The travelling salesman problem is an NP-hard problem that asks to find the shortest possible tour that visits each city and returns to the starting point.
simulated_annealing_salesman.py
uses a numerical optimization simulated annealing to solve this problem.
N=10 cities were randomly initalized and plotted
# seeds for reproducibility
map_seed = 3141
optimization_seed = 5926
# suggested parameters for N=10
N = 10
Tmin = 1e-3
Tmax = 10.0
tau = 1e4
m = Map(N, map_seed)
m.plot_configuration()
m.plot_initial_path()
The initial (random) path of visiting each city gives us a distance of 5.3790
The simulated annealing then optimizes our path
m.simulated_annealing_optimization(
tau=tau, Tmin=Tmin, Tmax=Tmax, seed=optimization_seed
)
output:
Simulating with 10 Cities.
Initial Total Distance is 5.378980669350638
Iteration: 1000 Distance: 4.6580 T:9.0484 (T_min:0.001)
Iteration: 2000 Distance: 5.6375 T:8.1873 (T_min:0.001)
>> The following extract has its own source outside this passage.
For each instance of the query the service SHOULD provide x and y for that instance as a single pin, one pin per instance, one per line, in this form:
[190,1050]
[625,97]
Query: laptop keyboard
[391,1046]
Iteration: 3000 Distance: 5.8575 T:7.4082 (T_min:0.001)
Iteration: 4000 Distance: 5.4123 T:6.7032 (T_min:0.001)
.
.
.
Iteration: 92000 Distance: 2.6440 T:0.0010 (T_min:0.001)
Iteration: 92104 Distance: 2.6440 T:0.0010 (T_min:0.001)
m.plot_optimized_path()
Although the simulated annealing doesn't always guarantees the most optimal results due to the random nature of any Monte Carlo method, we can observe that the algorithm had managed to decrease the distance by more than a factor of 2.
Newman, M. (2012). Chapter 10 Random Processes and Monte Carlo Methods. In Computational physics.